Por vezes eu me assusto muito com o tempo. Outro dia um pensamento me saltou. O fato de que no próximo ano já se passaram trinta anos do encerramento da minha graduação em curso de jornalismo.

O tempo também me parou para me dizer da primeira vez que entrei numa sala de aula como professora. Eu estava na pré-adolescência, e me convidaram para narrar histórias para crianças. A sala de aula ficava aos fundos de uma igreja. Na minha aula inaugural, compartilhada com uma jovem um pouco mais velha que eu, tivemos que improvisar um pouco. Fizemos de uma mesa um cenário de teatro de bonecos, e começamos.

Há um certo momento, no meio da história, eu tive uma crise de riso que também contagiou a minha colega. Nem entendia que o riso era expressão de um certo nervosismo diante da plateia. O riso foi cedendo, e dando lugar a imaginação e a beleza inocente de poder manusear com as mãos os bonecos, e criar as vozes das personagens ali mesmo.

Pouco tempo depois, já adolescente, entrava em outra sala de aula. Agora com garotos e garotas de minha idade. As histórias contadas pareciam mais sérias e eu estava cultivando o hábito de ler jornais, por causa de uma assinatura que havia ganho numa gincana. A igreja era a mesma, mas para os meus olhos adolescentes começava a ter contornos diferentes. E eu gostava muito de saber sobre Martin Luther King, de aprender a tocar violão, e cantar música pop e ver filmes junto com meus amigos Eripetson Lucena e Ivontonio Viana.  

Nesse mesmo tempo de adolescência, a sala de aula se deslocou para as ruas de minha cidade. Junto com a querida Débora Lucena, aos domingos, a gente ia para um bairro da minha cidade natal para continuar contando histórias para crianças e uns poucos pré-adolescentes. Alguns anos depois eu reencontraria a sala de aula das ruas, num certo trapiche do bairro de Tambaú.

Diria que o trapiche de um dos bairros turísticos da Capital paraibana foi minha aula inaugural de sociologia, sem Marx, Durkheimer ou Weber. Era uma “sala de aula” composta por meninos, adolescentes e jovens, que dormiam na maior parte ao relento. Sem um livro sequer fiz uma pós-graduação da vida em sociedade.
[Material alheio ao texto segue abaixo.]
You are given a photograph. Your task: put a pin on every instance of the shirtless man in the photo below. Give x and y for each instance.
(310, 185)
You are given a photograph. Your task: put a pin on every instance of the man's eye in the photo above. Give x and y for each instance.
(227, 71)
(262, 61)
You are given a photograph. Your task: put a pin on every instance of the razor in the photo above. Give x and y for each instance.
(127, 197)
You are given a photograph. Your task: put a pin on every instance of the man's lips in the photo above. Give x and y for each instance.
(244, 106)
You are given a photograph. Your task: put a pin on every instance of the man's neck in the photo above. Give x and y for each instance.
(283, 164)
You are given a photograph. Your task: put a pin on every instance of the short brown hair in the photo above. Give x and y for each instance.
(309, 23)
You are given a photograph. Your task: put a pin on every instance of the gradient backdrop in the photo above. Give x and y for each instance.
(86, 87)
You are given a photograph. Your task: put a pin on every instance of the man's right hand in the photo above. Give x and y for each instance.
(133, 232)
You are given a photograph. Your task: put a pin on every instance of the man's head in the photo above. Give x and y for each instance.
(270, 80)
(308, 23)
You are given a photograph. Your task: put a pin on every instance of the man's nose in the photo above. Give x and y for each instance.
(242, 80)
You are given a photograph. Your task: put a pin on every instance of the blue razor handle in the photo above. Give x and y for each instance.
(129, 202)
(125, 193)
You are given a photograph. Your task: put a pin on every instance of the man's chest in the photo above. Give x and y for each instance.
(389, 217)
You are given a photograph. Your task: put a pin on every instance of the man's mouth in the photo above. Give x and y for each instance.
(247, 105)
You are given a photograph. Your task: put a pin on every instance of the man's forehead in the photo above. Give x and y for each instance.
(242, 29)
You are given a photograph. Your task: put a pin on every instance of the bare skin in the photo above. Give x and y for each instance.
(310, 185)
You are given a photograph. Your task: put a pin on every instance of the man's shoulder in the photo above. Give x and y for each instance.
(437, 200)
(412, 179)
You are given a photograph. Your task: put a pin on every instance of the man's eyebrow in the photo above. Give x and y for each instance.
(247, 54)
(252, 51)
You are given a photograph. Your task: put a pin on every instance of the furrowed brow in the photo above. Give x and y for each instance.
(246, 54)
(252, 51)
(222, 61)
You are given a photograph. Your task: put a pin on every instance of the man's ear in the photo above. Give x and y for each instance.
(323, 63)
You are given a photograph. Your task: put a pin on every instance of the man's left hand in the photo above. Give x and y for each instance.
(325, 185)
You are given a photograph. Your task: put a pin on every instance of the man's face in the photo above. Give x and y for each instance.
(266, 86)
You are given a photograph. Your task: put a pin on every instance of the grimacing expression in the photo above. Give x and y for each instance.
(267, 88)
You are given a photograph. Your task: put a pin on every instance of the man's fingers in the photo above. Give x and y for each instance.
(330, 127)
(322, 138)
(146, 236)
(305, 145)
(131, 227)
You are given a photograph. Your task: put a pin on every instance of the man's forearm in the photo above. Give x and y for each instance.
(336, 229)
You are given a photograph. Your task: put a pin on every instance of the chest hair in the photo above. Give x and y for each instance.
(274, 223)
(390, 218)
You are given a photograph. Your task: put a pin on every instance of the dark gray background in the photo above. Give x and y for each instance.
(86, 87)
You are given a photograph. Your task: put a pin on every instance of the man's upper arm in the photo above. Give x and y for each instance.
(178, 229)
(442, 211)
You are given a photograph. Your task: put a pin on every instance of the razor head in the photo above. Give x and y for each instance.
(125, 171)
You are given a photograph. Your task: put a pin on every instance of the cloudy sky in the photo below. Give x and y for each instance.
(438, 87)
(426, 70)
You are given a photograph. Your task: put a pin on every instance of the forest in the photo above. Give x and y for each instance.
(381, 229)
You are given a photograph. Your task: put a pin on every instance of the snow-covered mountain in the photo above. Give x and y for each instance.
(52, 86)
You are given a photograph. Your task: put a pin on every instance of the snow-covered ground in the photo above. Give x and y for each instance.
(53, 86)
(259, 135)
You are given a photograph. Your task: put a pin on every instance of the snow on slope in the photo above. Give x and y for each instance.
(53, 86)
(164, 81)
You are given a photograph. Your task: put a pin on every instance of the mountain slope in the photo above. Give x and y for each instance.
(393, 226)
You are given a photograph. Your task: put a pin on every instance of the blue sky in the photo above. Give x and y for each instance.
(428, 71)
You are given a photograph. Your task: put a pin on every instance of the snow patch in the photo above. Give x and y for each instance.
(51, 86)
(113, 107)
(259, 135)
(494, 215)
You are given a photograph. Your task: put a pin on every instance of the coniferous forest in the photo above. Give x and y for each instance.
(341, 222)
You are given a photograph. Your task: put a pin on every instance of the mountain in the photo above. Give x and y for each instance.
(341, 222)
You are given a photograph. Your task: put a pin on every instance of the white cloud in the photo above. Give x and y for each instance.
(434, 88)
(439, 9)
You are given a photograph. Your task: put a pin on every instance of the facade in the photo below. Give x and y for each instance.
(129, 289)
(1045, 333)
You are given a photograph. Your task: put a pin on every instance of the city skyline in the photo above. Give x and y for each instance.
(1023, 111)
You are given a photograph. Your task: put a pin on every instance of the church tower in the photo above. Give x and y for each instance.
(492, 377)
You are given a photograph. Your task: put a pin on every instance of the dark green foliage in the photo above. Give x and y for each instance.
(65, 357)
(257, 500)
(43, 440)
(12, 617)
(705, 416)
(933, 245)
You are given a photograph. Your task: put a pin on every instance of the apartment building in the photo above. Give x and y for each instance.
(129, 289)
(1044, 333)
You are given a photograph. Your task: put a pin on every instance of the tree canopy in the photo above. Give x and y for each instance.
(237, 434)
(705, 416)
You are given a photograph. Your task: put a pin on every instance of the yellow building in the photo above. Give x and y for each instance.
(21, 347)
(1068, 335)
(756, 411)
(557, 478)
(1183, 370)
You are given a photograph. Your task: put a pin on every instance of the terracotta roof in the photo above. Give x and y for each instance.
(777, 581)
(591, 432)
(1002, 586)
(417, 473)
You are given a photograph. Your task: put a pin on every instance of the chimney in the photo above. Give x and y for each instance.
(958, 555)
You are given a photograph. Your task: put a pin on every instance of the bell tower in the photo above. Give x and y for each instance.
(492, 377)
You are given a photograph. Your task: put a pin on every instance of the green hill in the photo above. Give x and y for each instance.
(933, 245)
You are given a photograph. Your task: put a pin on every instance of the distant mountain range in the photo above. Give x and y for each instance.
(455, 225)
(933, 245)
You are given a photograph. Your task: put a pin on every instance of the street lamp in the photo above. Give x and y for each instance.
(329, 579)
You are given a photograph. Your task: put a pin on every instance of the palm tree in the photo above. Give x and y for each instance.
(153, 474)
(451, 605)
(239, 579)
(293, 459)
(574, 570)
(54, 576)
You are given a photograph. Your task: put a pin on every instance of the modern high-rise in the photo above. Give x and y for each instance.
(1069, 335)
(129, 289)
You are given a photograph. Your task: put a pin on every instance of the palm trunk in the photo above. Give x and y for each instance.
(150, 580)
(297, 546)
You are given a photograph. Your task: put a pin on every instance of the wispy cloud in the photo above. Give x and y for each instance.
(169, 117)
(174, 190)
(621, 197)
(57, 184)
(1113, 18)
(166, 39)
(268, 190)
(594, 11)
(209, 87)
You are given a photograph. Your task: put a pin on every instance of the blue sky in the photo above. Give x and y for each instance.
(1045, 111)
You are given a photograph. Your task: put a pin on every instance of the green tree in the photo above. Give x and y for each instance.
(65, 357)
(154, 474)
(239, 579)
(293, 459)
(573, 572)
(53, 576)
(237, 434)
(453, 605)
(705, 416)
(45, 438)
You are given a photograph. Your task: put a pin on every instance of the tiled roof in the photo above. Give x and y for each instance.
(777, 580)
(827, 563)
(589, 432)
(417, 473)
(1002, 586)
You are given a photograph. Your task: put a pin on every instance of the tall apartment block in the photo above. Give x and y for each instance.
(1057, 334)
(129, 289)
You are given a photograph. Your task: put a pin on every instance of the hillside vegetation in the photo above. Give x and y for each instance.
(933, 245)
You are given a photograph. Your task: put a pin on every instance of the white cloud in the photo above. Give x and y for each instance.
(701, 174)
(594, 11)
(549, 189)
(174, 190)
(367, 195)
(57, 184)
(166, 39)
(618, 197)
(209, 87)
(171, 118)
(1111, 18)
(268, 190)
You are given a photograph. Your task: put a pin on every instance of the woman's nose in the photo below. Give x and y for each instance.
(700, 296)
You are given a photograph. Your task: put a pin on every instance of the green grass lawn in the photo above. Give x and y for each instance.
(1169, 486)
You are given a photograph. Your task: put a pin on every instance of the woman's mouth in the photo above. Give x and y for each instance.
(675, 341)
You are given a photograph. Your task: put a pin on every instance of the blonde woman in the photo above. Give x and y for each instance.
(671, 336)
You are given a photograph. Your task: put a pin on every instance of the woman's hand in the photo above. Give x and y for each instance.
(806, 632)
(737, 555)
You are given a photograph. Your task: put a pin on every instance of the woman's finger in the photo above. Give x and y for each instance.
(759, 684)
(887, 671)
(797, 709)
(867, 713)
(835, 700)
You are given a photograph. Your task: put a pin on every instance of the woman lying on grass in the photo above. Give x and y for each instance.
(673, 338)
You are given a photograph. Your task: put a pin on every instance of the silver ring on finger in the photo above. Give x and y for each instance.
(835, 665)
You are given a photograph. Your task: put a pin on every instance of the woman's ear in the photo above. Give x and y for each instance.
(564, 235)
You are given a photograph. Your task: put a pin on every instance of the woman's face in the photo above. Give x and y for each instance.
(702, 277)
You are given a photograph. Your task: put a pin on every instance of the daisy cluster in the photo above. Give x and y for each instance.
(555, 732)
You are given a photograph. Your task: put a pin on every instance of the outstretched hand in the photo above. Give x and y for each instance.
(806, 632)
Ali perdi um pouco mais a inocência, diante da percepção de muitas violências e seus impactos na vida da gente. Na prática estava aprendendo sobre racismo estrutural, violência urbana, cidadania e revoluções cotidianas.

Havia o mar, o infinito das tardes. Não havia medo. Apenas, em algum momento do final do dia, ao chegar no quarto que dividia com Silvânia Carvalho, me habitava um pouco de tristeza. Era inevitável às vezes. Mas também, junto aos meus Capitães de Areia, a poesia por vezes fazia morada. A poesia era a liberdade inviesada daqueles garotos. Era a beleza de vê-los nadar ao entardecer naquelas águas. Era a alegria de, com eles, conhecer seus territórios de origem, onde suas histórias iam se tornando mais claras para mim.

O tempo nos provoca. Como um espelho vai trazendo paisagens significativas. Por isto, ando vez por outra, reencontrando essas paisagens do ofício de aprender, que me levou as periferias da cidade, também como voluntária, ministrando aulas de reforço.

Muita gente sequer tem ideia da diversidade de salas de aulas desse país desigual. Por vezes, nesses lugares invisíveis aos olhos de muita gente, testemunhamos verdadeiros milagres.

Sempre considerei muito a vocação como jornalista. E o tempo me fez ver também minha vocação para aprender. Talvez no meu oceano dispersivo e hiperativo, eu nem tenha parado para refletir mais profundamente sobre isto. Agora, que preciso escrever um memorial sobre o percurso no ofício de aprender, essas imagens têm saltado como golfinhos no horizonte das horas.

Outro dia, reencontrei uma aluna querida, do tempo em que, estudante de jornalismo, ministrei aulas de redação para poder continuar estudando. Manu Coutinho, hoje filósofa, professora e contadora de histórias, num lindo gesto de agradecimento, desatou em mim uma primavera.

*Coluna publicada originalmente na edição impressa do dia 19 de setembro de 2025.